I did, but I hated myself for doing it.
Seriously, it’s a fairly accurate assessment of my own condition. Is my eternal state going to more like the things I really wish I was doing, or more like the things I actually do?
There is no difference. Let me explain.
Suppose your goal is to be the wealthiest person alive. Clearly, you cannot squint and grunt and suddenly be worth billions of dollars, despite how much you would want it. Rather, what happens is that everything you do is in pursuit of that goal. You disassociate yourself from people who might be obstacles to that goal, and seek out people who might be facilitators. Your plans all center around attaining that goal. Even your decisions about what to eat and when are based on how they might contribute or not to your being the wealthiest person alive. You take the risks necessary to achieve the goal. Failure is not a deterence, but merely a stepping-stone. You study wealth. You covet wealth. You salivate over every dime that you earn. You know that it might take years, even decades, to achieve your goal, but that doesn’t matter because all that matters is the goal.
Now contrast that with someone who sits around watching wealthy people on TV, and wishes he had the right lottery ticket or a bottle he could rub and produce a genie. He saves no money, spends weekends with his friends partying, and posts on intellectual message boards. He doesn’t want wealth because he doesn’t pursue wealth. He wants to want wealth. He wants a genie. He wants to wish, because that’s what he does.
Romans 7:18-19 (NIV)
18I know that nothing good lives in me, that is, in my sinful nature.[a] For I have the desire to do what is good, but I cannot carry it out. 19For what I do is not the good I want to do; no, the evil I do not want to do–this I keep on doing.

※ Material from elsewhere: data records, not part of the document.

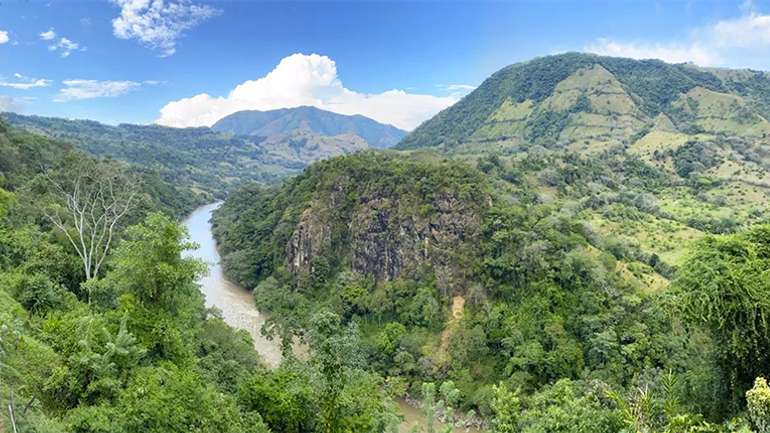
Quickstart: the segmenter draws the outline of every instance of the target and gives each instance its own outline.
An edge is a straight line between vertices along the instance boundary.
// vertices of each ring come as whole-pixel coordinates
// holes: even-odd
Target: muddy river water
[[[218,308],[222,311],[222,318],[230,326],[244,329],[251,334],[257,352],[262,355],[268,365],[275,367],[281,362],[280,342],[267,339],[261,334],[260,330],[265,323],[266,315],[257,310],[251,292],[228,280],[222,271],[219,252],[211,232],[210,223],[211,213],[219,205],[220,203],[212,203],[201,206],[184,220],[183,223],[190,234],[190,240],[199,246],[197,250],[187,251],[186,255],[201,259],[208,265],[208,275],[199,281],[201,291],[206,297],[206,306]],[[409,406],[404,401],[398,403],[404,415],[401,432],[409,432],[413,426],[424,424],[421,411]],[[439,425],[437,423],[437,426]],[[477,430],[456,428],[454,431],[461,433]]]

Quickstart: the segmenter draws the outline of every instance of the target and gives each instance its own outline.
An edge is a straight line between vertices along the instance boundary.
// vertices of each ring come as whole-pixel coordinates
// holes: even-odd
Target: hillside
[[[561,431],[553,411],[623,431],[624,408],[648,431],[721,431],[770,373],[770,332],[740,319],[770,293],[742,273],[766,270],[765,80],[580,54],[511,66],[399,150],[235,191],[214,217],[226,270],[279,335],[318,311],[360,327],[403,392],[449,382],[483,415],[514,401],[499,431]],[[684,418],[654,409],[672,401]]]
[[[764,72],[569,53],[501,69],[400,147],[472,152],[540,144],[595,152],[660,133],[766,143],[768,116]]]
[[[14,113],[3,113],[3,117],[18,128],[70,142],[92,155],[158,170],[169,181],[220,196],[245,181],[275,182],[301,171],[312,161],[374,145],[389,145],[403,136],[395,128],[361,116],[340,116],[320,110],[309,112],[313,116],[308,118],[317,119],[322,128],[308,129],[315,127],[316,122],[300,121],[299,114],[292,116],[293,111],[288,111],[274,119],[275,122],[263,125],[261,133],[264,135],[238,136],[235,132],[210,128],[111,126],[90,120]],[[271,113],[275,114],[266,114]],[[291,119],[298,123],[290,125]],[[288,123],[280,124],[281,121]],[[335,127],[335,121],[341,121],[343,125]],[[348,128],[345,122],[352,126]],[[219,129],[226,128],[220,126]],[[370,145],[355,131],[370,137],[375,144]]]
[[[68,143],[13,128],[0,119],[0,189],[11,192],[23,189],[30,179],[41,183],[40,176],[45,170],[66,170],[67,166],[74,166],[81,159],[88,157]],[[163,210],[174,217],[182,217],[211,200],[186,185],[163,180],[151,168],[117,164],[114,169],[125,170],[134,179],[142,192],[140,207],[145,209]]]
[[[261,137],[291,134],[295,130],[322,136],[356,135],[378,149],[394,146],[406,136],[406,131],[368,117],[346,116],[315,107],[239,111],[220,119],[212,129]]]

“Love, and do what you like.” — Saint Augustine
Raindog, was there a point there? I think most people knew what I was quoting …

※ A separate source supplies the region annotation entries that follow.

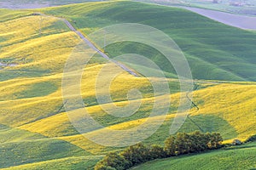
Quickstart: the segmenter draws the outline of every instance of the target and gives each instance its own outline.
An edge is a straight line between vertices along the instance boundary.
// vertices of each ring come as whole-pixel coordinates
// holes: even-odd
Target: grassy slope
[[[131,169],[255,169],[256,143],[208,153],[156,160]]]
[[[253,57],[256,34],[189,11],[140,3],[112,2],[50,8],[44,12],[69,18],[85,34],[118,23],[148,25],[163,31],[177,43],[190,64],[195,78],[256,80]],[[164,71],[173,72],[160,54],[151,48],[143,49],[145,47],[134,43],[121,43],[109,46],[106,51],[111,56],[129,52],[144,54]],[[150,53],[145,53],[148,50]]]
[[[90,11],[92,14],[95,14],[96,11],[97,11],[95,8],[96,7],[100,9],[102,8],[102,6],[99,5],[102,3],[96,4],[97,6],[91,3],[91,5],[94,5],[94,8],[91,8]],[[128,5],[128,7],[130,7],[129,5],[134,5],[134,3],[127,4],[126,3],[118,3],[117,4],[119,8],[120,8],[121,4]],[[110,6],[108,3],[106,3],[106,5]],[[79,10],[78,9],[79,6],[80,7]],[[58,10],[64,13],[67,10],[66,8],[70,8],[70,14],[75,11],[86,11],[87,4],[79,6],[67,6],[63,9],[60,8]],[[116,4],[113,7],[116,8]],[[148,8],[152,8],[152,6],[148,6]],[[165,10],[169,13],[171,9],[166,8]],[[179,11],[178,9],[172,10],[176,12]],[[11,12],[6,10],[3,10],[3,12],[11,14]],[[159,12],[159,9],[156,12]],[[184,11],[181,10],[180,12],[183,13]],[[184,13],[186,14],[187,12]],[[6,153],[1,154],[1,156],[4,158],[9,157],[9,160],[15,160],[15,162],[5,162],[1,165],[3,167],[14,167],[18,164],[34,162],[24,165],[23,167],[14,167],[17,169],[32,169],[37,167],[56,168],[54,164],[63,167],[72,164],[74,166],[73,167],[85,166],[87,165],[87,162],[81,163],[81,162],[84,162],[81,160],[87,160],[87,156],[90,153],[84,152],[81,148],[96,155],[105,154],[109,150],[116,149],[100,146],[85,139],[71,125],[64,110],[61,110],[58,112],[62,102],[61,88],[62,68],[68,54],[79,40],[74,33],[68,31],[63,23],[51,17],[43,17],[44,26],[42,33],[39,34],[40,17],[26,16],[28,14],[26,13],[22,15],[25,17],[21,18],[20,14],[11,15],[10,18],[6,18],[7,20],[4,22],[0,23],[1,30],[3,31],[0,37],[5,39],[5,41],[0,42],[1,47],[3,45],[0,60],[1,62],[18,64],[18,66],[6,67],[0,71],[2,80],[0,82],[0,87],[2,87],[0,88],[0,123],[5,124],[8,127],[22,129],[20,134],[23,137],[26,138],[27,136],[28,138],[9,138],[12,136],[11,132],[14,132],[14,130],[7,131],[5,129],[6,127],[1,126],[1,128],[5,129],[4,131],[7,132],[5,133],[7,133],[6,139],[1,141],[1,144],[3,149],[8,150]],[[189,14],[190,14],[190,13]],[[82,14],[77,14],[77,17],[79,18],[79,15]],[[97,19],[104,20],[103,16],[97,16]],[[81,19],[81,20],[86,20],[89,18]],[[209,24],[212,23],[208,20],[206,20]],[[93,23],[95,22],[93,20],[91,22],[94,24],[91,26],[102,23],[101,20],[98,23]],[[79,23],[78,22],[78,24]],[[103,22],[102,26],[104,25],[106,23]],[[220,26],[220,28],[230,29],[230,27],[225,27],[217,23],[213,25]],[[95,27],[92,29],[95,29]],[[233,30],[233,28],[230,29]],[[250,32],[235,30],[236,33],[241,31],[244,34],[252,35]],[[176,36],[178,39],[181,34],[177,34]],[[84,69],[85,71],[84,72],[82,80],[82,94],[85,104],[90,106],[88,107],[88,110],[99,122],[105,126],[110,126],[111,128],[126,129],[140,124],[144,121],[143,118],[148,116],[148,112],[152,108],[150,105],[154,101],[154,98],[151,98],[153,96],[152,87],[146,78],[133,77],[127,73],[119,75],[111,87],[113,100],[116,101],[115,104],[119,105],[125,105],[127,103],[125,101],[126,92],[131,88],[143,90],[143,94],[146,98],[144,99],[145,103],[142,105],[137,114],[131,117],[116,119],[110,116],[97,105],[94,90],[94,83],[97,73],[105,65],[105,63],[106,61],[104,60],[95,60]],[[114,67],[113,65],[108,71],[113,71]],[[108,79],[110,77],[106,76],[105,78]],[[125,86],[124,85],[124,81],[127,82]],[[255,120],[253,120],[253,116],[255,116],[255,106],[253,104],[256,99],[255,84],[251,82],[249,84],[252,85],[234,82],[232,87],[230,87],[230,84],[225,83],[198,83],[203,88],[195,93],[195,101],[199,105],[200,110],[195,112],[195,110],[193,109],[191,110],[191,116],[196,120],[200,126],[206,131],[221,132],[225,139],[236,137],[243,139],[255,133],[255,129],[253,128],[256,124]],[[170,80],[170,84],[172,85],[172,92],[177,92],[178,89],[177,81]],[[32,89],[33,89],[33,92]],[[221,92],[218,93],[218,90],[221,90]],[[234,95],[234,91],[237,91],[238,93]],[[220,103],[223,105],[214,106],[212,103]],[[170,113],[166,121],[155,134],[145,141],[147,144],[162,144],[162,141],[168,135],[169,127],[177,105],[178,94],[173,94]],[[232,105],[233,107],[225,110],[225,105]],[[247,105],[247,110],[242,109],[242,105]],[[248,120],[250,121],[248,122]],[[189,120],[186,121],[186,123],[181,129],[181,131],[186,132],[194,130],[198,130],[198,128]],[[38,133],[35,134],[34,133]],[[94,133],[97,133],[97,131],[92,132],[92,134]],[[1,137],[3,133],[1,133]],[[19,134],[15,131],[13,133]],[[52,139],[53,137],[55,139]],[[20,147],[16,147],[17,144]],[[59,150],[55,150],[51,149],[56,145],[60,146]],[[29,157],[29,153],[32,151],[29,149],[39,146],[42,146],[42,150],[45,151],[41,152],[42,154],[44,153],[43,156],[35,155],[33,158]],[[11,150],[10,148],[15,149]],[[27,152],[24,152],[26,151],[24,148],[26,148]],[[69,153],[70,150],[67,151],[65,148],[72,148],[73,152],[71,151]],[[14,155],[14,152],[17,153],[17,155]],[[24,160],[20,158],[19,154],[26,156],[23,157]],[[50,157],[47,156],[48,154],[51,155]],[[60,156],[60,155],[63,156]],[[71,157],[73,156],[76,156]],[[83,156],[81,157],[81,156]],[[64,158],[65,156],[66,158]],[[50,161],[53,159],[57,160]],[[90,161],[88,166],[91,166],[90,162]]]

I find this psychologically simplistic. Let us posit a woman who desires physical and psychological intimacy with a man, but who has a personal history of sexual abuse such that she also fears that intimacy. And as a result, she avoids eligible men and turns downs dates, only to cry alone at night, hating herself for her fears.
Now, of course there are things she can do to overcome those fears and obtain what she truly desires; but that will inevitably be a process. It may be awhile before she summons the courage to go to a therapist. There may be points in that process where she gives up and stops going to therapy, or feels discouraged and resigns herself to being alone.

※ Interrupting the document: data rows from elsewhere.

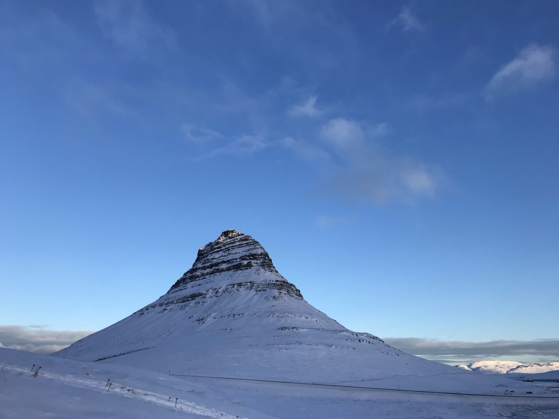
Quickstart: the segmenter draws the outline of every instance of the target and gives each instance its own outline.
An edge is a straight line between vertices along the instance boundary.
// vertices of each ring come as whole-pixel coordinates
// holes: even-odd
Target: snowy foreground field
[[[511,379],[484,389],[493,396],[402,391],[440,379],[344,384],[394,389],[380,390],[178,377],[0,349],[0,418],[559,418],[559,394],[547,384],[530,383],[532,394],[528,383]]]

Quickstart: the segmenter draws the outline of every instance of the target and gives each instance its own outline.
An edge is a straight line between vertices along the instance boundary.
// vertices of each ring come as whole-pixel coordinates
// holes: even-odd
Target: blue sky
[[[353,330],[559,337],[556,2],[1,9],[0,323],[102,328],[236,228]]]

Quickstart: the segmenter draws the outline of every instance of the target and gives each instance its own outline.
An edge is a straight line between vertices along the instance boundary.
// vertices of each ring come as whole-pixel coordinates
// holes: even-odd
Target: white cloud
[[[411,9],[407,6],[402,7],[402,10],[394,20],[390,22],[388,27],[400,23],[402,31],[418,31],[421,32],[425,30],[425,26],[411,13]]]
[[[280,142],[301,160],[327,165],[331,163],[331,158],[326,151],[304,140],[295,140],[292,137],[287,137]]]
[[[50,354],[59,351],[93,332],[46,330],[44,325],[0,326],[0,347]]]
[[[483,94],[490,100],[496,96],[533,88],[555,75],[555,50],[532,44],[514,60],[503,65],[485,86]]]
[[[343,118],[325,124],[322,136],[337,163],[325,192],[377,204],[432,197],[437,185],[432,170],[410,157],[392,156],[376,144],[375,137],[388,131],[386,124],[364,130],[359,122]]]
[[[173,32],[155,22],[140,0],[111,0],[95,3],[103,35],[119,46],[145,53],[174,45]]]
[[[185,123],[181,127],[181,131],[187,140],[196,142],[206,142],[212,140],[223,138],[220,132],[208,128],[198,128],[194,124]]]
[[[331,144],[342,149],[362,144],[365,139],[359,123],[344,118],[329,121],[322,127],[322,135]]]
[[[524,363],[559,360],[559,339],[464,342],[417,337],[386,337],[383,340],[409,354],[447,363],[469,364],[476,359],[503,356],[523,359]]]
[[[347,224],[349,220],[345,217],[330,217],[329,215],[323,215],[317,217],[315,220],[315,225],[316,227],[332,227],[340,224]]]
[[[241,135],[239,138],[226,144],[223,147],[215,150],[210,154],[236,154],[248,156],[268,147],[269,144],[260,135]]]
[[[315,118],[320,116],[322,112],[316,109],[316,99],[318,96],[311,96],[307,99],[306,102],[301,105],[294,105],[287,114],[293,118],[301,116],[307,116],[310,118]]]

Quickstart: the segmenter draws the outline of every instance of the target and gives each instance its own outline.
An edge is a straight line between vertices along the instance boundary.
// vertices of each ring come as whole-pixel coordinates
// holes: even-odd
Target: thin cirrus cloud
[[[347,224],[349,220],[345,217],[331,217],[323,215],[315,219],[314,224],[316,227],[333,227],[334,226]]]
[[[396,25],[400,26],[405,32],[423,32],[425,30],[425,26],[411,13],[411,9],[405,6],[402,7],[397,17],[389,23],[387,28]]]
[[[197,127],[193,123],[183,124],[181,131],[187,140],[196,142],[207,142],[223,138],[221,132],[209,128]]]
[[[322,112],[316,109],[316,99],[318,96],[311,96],[304,103],[300,105],[293,105],[289,109],[287,114],[292,118],[308,117],[316,118],[322,114]]]
[[[528,45],[493,75],[484,89],[484,96],[489,101],[550,81],[556,72],[556,55],[550,46]]]
[[[44,326],[0,326],[0,347],[51,354],[91,335],[93,332],[47,330]]]
[[[321,136],[337,163],[330,193],[376,204],[433,197],[437,177],[426,165],[409,156],[392,156],[376,144],[375,135],[387,132],[385,124],[366,132],[359,123],[343,118],[323,126]]]
[[[418,337],[386,337],[383,340],[404,352],[443,362],[504,356],[513,360],[519,357],[530,357],[534,362],[559,360],[559,339],[463,342]]]
[[[218,154],[250,156],[263,150],[269,145],[263,136],[244,134],[228,142],[223,147],[214,150],[210,154],[210,156]]]
[[[139,0],[98,1],[95,13],[103,34],[120,47],[145,53],[174,45],[173,31],[153,20]]]

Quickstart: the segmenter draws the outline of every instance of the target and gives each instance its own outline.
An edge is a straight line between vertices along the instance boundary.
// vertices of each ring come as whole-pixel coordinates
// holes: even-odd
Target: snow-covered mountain
[[[485,374],[540,374],[559,370],[559,362],[523,364],[514,361],[478,361],[467,365],[456,365],[467,371]]]
[[[173,374],[288,380],[456,372],[348,330],[305,301],[258,241],[234,230],[200,249],[192,268],[156,301],[53,355]]]

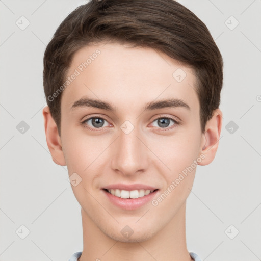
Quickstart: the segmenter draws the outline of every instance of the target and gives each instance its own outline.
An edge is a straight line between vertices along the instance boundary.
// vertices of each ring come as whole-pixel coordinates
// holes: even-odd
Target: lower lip
[[[109,193],[104,189],[101,190],[109,200],[116,206],[127,210],[133,210],[141,207],[152,200],[159,190],[156,190],[148,195],[137,198],[121,198]]]

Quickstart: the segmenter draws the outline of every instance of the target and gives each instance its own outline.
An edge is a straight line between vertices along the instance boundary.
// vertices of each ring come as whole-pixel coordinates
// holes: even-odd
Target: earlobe
[[[204,158],[198,165],[206,165],[214,159],[218,149],[222,124],[222,113],[217,109],[214,111],[212,118],[207,122],[205,133],[202,134],[200,154],[203,154]]]
[[[58,133],[57,126],[51,117],[50,109],[46,106],[43,109],[44,130],[48,148],[54,162],[61,166],[66,166],[62,141]]]

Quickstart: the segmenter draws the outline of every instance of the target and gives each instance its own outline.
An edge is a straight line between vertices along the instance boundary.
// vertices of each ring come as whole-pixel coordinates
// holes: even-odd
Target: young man
[[[201,260],[187,248],[186,199],[218,148],[222,81],[207,28],[173,0],[93,0],[63,21],[43,114],[82,207],[70,261]]]

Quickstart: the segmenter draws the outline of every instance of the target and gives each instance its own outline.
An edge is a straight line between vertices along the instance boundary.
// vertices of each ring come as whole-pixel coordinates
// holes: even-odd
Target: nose
[[[145,140],[138,128],[134,127],[128,134],[120,129],[111,151],[113,169],[125,176],[145,171],[149,166],[149,149]]]

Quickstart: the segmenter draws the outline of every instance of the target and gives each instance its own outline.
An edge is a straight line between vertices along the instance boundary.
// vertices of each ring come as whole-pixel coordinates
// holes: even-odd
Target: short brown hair
[[[76,51],[109,40],[151,47],[192,68],[204,132],[219,107],[223,68],[221,55],[204,23],[174,0],[91,0],[64,20],[44,53],[44,93],[59,135],[62,94],[53,100],[48,97],[64,83]]]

I am well aware of the ways in which infirmity itself can be a crutch and some people can enjoy pity or play the martyr; I note the fact that Jesus often asked people if they wanted to be well before healing them. But when they said yes, heal them he did.
It seems rather harsh to insist that the woman’s level of desire to be healed is in direct proportion to her willingness to act on that desire. Indeed, her ability to act on this desire for healing and subsequent intimacy may be constrained by her situation: what if she lives in a time and place where raped women are “ruined?”
Or perhaps more basically, what of a woman who doesn’t even know what she wants? She is seeking intimacy with men because she feels she ought (“it’s normal”), but it is only over time that she comes to conclude that she is a lesbian, and that that was the source of her ambivalence.
Consider how children often do not know what they really want (at least consciously). In fact, they will often, in tantrums, insist on getting that which they truly, deeply do not want, or in not getting what they do want. It seems an unfit Parent that would answer a child’s scream of “I hate you and I want you to go away forever” with compliance.
The child, in that moment, truly and earnestly does want the parent to go away forever. It may be an effective tactic to give the child what they say they wanted temporarily, so the child can see that it wasn’t truly their deepest desire; but that simply means that the child has learned, and that, again, finding what they really wanted was a process.
I think I’m with you on the basic idea; but you seem to set a very high standard for performance.